SingularVal <- svd(ImageScaled)
##eigen values are given by  d: d^2/n-1
eigen_SVD = (SingularVal$d)^2/149

##The principle components are given by U*d
newCord2 = SingularVal$u %*% diag(SingularVal$d, nrow=150, ncol=150)

ggplot(data.frame(newCord2), aes(x=newCord2[,1], y=newCord2[,2], color=as.factor(label)))+geom_point() + stat_ellipse()

Principal coordinate analysis

It is essentially PCA but instead of calculating the direction where there is maximum variance in the features (pixels in this example), PCoA tries to find the direction of maximum distance between the samples.
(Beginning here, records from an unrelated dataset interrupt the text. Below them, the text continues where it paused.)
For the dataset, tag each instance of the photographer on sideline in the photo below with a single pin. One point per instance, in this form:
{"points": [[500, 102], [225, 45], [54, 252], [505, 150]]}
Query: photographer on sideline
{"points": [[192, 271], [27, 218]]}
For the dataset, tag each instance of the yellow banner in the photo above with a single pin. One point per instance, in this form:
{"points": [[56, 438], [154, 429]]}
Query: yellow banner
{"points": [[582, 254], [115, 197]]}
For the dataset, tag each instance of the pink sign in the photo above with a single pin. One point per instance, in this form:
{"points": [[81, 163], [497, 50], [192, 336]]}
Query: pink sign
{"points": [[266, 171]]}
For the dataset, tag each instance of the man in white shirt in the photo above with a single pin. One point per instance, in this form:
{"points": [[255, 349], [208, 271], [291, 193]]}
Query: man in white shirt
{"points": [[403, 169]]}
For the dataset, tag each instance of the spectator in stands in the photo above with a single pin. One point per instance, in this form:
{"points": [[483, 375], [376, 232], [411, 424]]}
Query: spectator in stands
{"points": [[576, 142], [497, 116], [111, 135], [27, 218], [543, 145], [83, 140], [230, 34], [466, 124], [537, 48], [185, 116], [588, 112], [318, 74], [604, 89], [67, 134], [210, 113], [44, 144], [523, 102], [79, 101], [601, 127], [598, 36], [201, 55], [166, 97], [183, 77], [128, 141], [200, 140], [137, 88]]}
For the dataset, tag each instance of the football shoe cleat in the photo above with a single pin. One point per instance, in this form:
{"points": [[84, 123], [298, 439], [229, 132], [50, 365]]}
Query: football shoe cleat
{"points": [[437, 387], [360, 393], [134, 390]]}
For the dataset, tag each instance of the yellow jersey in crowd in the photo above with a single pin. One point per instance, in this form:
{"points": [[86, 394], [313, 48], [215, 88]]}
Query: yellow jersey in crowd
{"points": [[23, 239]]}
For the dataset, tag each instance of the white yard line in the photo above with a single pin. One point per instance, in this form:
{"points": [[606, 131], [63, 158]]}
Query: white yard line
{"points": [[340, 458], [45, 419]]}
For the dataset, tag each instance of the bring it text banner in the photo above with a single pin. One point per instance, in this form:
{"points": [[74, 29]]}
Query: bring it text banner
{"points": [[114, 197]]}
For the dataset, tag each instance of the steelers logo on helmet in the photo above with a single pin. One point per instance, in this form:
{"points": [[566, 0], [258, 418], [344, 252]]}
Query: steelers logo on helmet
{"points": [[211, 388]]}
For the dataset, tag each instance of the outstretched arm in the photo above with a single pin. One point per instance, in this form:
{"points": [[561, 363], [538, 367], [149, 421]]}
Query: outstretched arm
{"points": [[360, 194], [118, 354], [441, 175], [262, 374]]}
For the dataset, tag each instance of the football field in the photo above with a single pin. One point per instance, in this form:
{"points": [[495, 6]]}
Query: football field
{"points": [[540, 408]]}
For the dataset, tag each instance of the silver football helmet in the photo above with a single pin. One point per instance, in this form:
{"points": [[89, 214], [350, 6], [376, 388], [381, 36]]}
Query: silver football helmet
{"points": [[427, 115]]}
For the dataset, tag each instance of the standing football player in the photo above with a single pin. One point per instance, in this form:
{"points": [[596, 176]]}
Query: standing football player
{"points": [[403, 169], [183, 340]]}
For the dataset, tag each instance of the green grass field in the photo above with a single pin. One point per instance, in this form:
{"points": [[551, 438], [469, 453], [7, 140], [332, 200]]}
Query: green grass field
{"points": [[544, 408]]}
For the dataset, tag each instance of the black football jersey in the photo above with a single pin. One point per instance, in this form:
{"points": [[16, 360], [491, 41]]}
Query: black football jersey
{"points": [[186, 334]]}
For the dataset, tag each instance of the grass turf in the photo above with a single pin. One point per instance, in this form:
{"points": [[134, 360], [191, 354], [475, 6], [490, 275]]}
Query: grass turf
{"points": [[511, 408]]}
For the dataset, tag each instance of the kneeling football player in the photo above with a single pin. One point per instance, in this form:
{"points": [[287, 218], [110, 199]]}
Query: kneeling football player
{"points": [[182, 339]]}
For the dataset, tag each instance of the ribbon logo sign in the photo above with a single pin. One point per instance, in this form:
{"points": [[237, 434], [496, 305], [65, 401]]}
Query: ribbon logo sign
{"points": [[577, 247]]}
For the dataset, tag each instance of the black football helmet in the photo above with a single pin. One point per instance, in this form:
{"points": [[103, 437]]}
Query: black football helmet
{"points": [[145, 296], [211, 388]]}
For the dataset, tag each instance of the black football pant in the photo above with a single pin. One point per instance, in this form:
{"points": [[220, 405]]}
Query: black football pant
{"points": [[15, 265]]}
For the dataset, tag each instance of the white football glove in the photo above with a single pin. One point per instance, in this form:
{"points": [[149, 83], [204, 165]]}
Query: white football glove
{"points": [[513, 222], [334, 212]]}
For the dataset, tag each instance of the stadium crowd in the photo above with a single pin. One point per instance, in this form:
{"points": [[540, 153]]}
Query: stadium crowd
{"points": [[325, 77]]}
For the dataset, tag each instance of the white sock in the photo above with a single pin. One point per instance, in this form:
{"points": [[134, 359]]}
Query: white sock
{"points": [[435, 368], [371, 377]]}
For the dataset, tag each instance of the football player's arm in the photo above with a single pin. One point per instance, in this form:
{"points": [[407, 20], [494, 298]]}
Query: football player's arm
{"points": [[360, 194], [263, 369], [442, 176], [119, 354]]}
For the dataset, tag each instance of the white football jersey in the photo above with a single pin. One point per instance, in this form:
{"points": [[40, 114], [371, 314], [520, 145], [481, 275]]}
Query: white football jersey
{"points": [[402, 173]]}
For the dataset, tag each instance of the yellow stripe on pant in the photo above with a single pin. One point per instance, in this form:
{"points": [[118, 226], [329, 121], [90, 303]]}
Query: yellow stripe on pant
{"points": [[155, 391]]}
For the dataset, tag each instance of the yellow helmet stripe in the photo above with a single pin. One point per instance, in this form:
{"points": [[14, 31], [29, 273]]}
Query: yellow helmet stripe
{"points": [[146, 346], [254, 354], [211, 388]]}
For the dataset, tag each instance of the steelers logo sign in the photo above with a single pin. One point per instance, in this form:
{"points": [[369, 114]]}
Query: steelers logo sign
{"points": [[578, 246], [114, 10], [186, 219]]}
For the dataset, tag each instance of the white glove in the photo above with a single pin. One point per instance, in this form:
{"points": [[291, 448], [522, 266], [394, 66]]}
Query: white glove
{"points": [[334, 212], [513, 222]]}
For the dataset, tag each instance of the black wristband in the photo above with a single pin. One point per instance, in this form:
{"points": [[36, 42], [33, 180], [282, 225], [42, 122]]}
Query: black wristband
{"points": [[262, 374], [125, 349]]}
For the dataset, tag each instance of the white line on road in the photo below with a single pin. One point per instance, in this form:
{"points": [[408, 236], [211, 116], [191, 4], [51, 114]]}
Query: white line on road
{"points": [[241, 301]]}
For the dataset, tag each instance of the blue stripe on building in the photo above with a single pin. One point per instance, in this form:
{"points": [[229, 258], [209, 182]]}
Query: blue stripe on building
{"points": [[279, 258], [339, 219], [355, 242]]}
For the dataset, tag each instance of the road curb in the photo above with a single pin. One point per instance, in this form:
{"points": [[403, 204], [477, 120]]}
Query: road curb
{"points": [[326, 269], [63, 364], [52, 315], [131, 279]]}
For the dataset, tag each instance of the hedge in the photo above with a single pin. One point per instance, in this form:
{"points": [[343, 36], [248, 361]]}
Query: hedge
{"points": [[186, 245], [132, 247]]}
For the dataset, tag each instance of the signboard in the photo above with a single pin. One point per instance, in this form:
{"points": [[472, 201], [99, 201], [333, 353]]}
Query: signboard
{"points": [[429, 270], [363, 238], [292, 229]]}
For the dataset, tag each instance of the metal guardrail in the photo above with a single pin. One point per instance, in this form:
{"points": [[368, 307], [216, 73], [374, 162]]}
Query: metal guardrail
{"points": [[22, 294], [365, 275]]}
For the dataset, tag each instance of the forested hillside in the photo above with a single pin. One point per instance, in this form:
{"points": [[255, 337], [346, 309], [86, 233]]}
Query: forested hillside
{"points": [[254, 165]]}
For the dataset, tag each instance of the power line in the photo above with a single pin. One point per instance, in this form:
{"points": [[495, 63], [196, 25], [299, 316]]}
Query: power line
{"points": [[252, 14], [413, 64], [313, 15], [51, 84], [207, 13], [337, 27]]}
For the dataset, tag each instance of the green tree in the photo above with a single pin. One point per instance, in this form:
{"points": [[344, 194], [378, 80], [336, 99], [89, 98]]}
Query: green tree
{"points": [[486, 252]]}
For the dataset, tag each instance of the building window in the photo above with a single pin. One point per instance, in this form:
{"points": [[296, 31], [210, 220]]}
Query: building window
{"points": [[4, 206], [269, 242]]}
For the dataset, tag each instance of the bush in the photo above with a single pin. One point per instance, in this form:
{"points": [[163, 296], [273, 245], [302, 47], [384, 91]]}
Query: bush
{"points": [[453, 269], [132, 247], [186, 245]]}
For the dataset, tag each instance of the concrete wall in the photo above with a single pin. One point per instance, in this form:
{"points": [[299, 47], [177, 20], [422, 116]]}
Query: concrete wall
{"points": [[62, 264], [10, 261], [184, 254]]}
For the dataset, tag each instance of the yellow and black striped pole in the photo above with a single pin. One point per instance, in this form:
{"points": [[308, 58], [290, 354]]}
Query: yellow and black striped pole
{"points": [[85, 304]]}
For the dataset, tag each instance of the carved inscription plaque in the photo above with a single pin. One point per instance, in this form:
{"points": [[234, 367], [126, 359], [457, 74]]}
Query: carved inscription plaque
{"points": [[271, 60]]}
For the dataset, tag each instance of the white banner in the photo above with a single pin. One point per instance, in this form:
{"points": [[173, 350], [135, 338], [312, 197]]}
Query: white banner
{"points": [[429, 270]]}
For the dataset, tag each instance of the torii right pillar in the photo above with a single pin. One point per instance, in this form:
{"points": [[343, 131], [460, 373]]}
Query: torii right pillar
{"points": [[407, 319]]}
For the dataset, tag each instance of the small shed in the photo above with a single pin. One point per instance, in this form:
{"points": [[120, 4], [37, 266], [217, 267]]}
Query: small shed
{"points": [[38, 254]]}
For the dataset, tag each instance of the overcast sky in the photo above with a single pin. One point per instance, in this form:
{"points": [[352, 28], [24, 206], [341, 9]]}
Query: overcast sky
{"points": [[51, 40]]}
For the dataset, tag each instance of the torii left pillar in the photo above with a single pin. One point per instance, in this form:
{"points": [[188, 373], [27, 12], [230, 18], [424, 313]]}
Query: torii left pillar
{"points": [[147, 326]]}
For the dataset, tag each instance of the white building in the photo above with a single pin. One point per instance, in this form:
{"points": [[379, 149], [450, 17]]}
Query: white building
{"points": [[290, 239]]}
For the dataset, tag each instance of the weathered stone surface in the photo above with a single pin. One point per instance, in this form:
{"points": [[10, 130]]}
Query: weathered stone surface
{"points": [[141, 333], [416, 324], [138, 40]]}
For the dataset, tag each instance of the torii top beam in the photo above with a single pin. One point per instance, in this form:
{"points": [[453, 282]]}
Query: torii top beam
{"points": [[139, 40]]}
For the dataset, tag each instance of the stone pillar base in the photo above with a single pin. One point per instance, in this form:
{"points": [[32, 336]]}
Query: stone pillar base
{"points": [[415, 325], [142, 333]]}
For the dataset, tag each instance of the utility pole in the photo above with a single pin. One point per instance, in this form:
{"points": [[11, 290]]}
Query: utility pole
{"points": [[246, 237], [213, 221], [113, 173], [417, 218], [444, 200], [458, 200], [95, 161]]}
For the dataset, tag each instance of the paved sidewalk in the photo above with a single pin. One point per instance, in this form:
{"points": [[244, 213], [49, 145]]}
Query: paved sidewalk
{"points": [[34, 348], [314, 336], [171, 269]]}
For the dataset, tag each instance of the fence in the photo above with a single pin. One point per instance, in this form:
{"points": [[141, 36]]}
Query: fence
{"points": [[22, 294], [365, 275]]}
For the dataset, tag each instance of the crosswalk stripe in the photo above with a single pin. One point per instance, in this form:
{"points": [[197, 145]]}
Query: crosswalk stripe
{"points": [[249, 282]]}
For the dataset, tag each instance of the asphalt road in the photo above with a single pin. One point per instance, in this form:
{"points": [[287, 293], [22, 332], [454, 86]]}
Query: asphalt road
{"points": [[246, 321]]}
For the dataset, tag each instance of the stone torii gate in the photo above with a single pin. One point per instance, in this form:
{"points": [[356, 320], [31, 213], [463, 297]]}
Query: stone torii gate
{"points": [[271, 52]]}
When the distance measured is euclidean, direction of maximum variance of features and maximum distance between samples is same.

#Distance matrix giving dist between samples
EucDist <-as.matrix(dist(ImageScaled, method="euclidean"))
PCoA<- cmdscale(EucDist, eig=TRUE)
ggplot(data.frame(PCoA$points), aes(x=PCoA$points[,1], y=PCoA$points[,2], color=as.factor(label)))+geom_point() + stat_ellipse()

##Manually perform PCoA by eigen decomposition 
x <- EucDist^2
#Double center this matrix 
R = x*0 + rowMeans(x)
C= t(x*0 + colMeans(x))
x_DC <- x-R-C+mean(x[])
e <- eigen(-x_DC/2, symmetric = T)
newCord3 <- e$vectors*rep(sqrt(e$values), each=150)
## Warning in sqrt(e$values): NaNs produced
ggplot(data.frame(newCord3), aes(x=newCord3[,1], y=-newCord3[,2], color=as.factor(label)))+geom_point() + stat_ellipse()

##For details see the reference 
#chrome-extension://efaidnbmnnnibpcajpcglclefindmkaj/https://www.cs.utah.edu/~jeffp/teaching/cs5140-S15/cs5140/L15-SVD.pdf
#https://stats.stackexchange.com/questions/14002/whats-the-difference-between-principal-component-analysis-and-multidimensional/132731#132731
#https://stackoverflow.com/questions/43639063/double-centering-in-r

Conclusion:

This shows that matrix decomposition is central to the dimension reduction and based on what matrix (covariance matrix or distance matrix) used some matrix calculation is necessary to find the PCs corresponding to the direction where data is spread most.